El tercer componente es la supervisión, que garantiza la coordinación de todas las partes del programa. Técnicos y enfermeras visitan regularmente las comunidades para asegurar que agentes comunitarias y establecimientos trabajen de manera integrada. Además, se realiza sensibilización en la comunidad para involucrar a líderes y familias en la salud materna e infantil. “En estas comunidades, quien decide que una mujer embarazada vaya al hospital no es ella, sino su pareja o el líder comunitario. Por eso es vital incluir a todos”, comenta Magaly.
Los resultados del programa han sido reconocidos más allá de la frontera. En la revista Lancet Regional Health Americas se documentaron avances medibles. En comunidades donde antes se desechaba el calostro por considerarse dañino, hoy se reconoce como alimento vital. También, se cambiaron prácticas peligrosas en el cuidado del cordón umbilical y se fortaleció el contacto piel con piel y la lactancia temprana.
Además en Colombia, las agentes comunitarias se han convertido en veedoras, logrando que las EPS locales mejoren la atención prenatal en zonas rurales.
Estos logros evidencian que la combinación de saberes comunitarios, medicina tradicional y recursos tecnológicos además de salvar vidas, puede ser un modelo replicable para otros territorios.
Sin embargo, el programa enfrenta grandes retos. Llegar a algunas aldeas implica vuelos complejos y largos trayectos por el río; algunas comunidades quedan incomunicadas durante meses, y la presencia de grupos armados limita el acceso seguro a ciertas zonas. El combustible y los insumos son muy costosos, y muchas veces los agentes enfrentan riesgos al documentar violencia o al acompañar a las mujeres a centros de salud. “No podemos navegar en el río después de las 6 porque nos pueden detener”, afirma Magaly.
Aún en medio de esas dificultades, el trabajo de las agentes ha generado confianza en las comunidades.

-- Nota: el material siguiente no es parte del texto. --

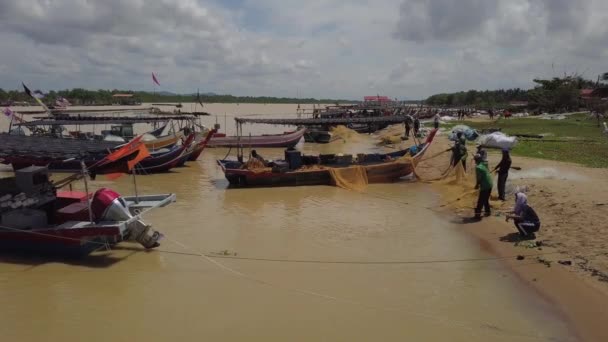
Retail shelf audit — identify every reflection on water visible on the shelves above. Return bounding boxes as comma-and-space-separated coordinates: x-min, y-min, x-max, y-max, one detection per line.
0, 104, 570, 341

Su presencia constante no solo acerca conocimientos básicos de salud, sino que también fortalece redes locales de cuidado que antes no existían.
Este programa ha llenado un vacío en territorios históricamente desatendidos, donde la presencia estatal en salud materno-infantil ha sido limitada. Aunque los resultados son medibles y respaldados por evidencia académica, su alcance todavía depende del respaldo internacional. La falta de un compromiso integral por parte del Estado colombiano evidencia que, incluso en zonas donde más se necesita, la protección de la vida de madres y bebés sigue dependiendo de iniciativas externas. Mamás de la Frontera llegó desde Perú porque Colombia no lo hizo.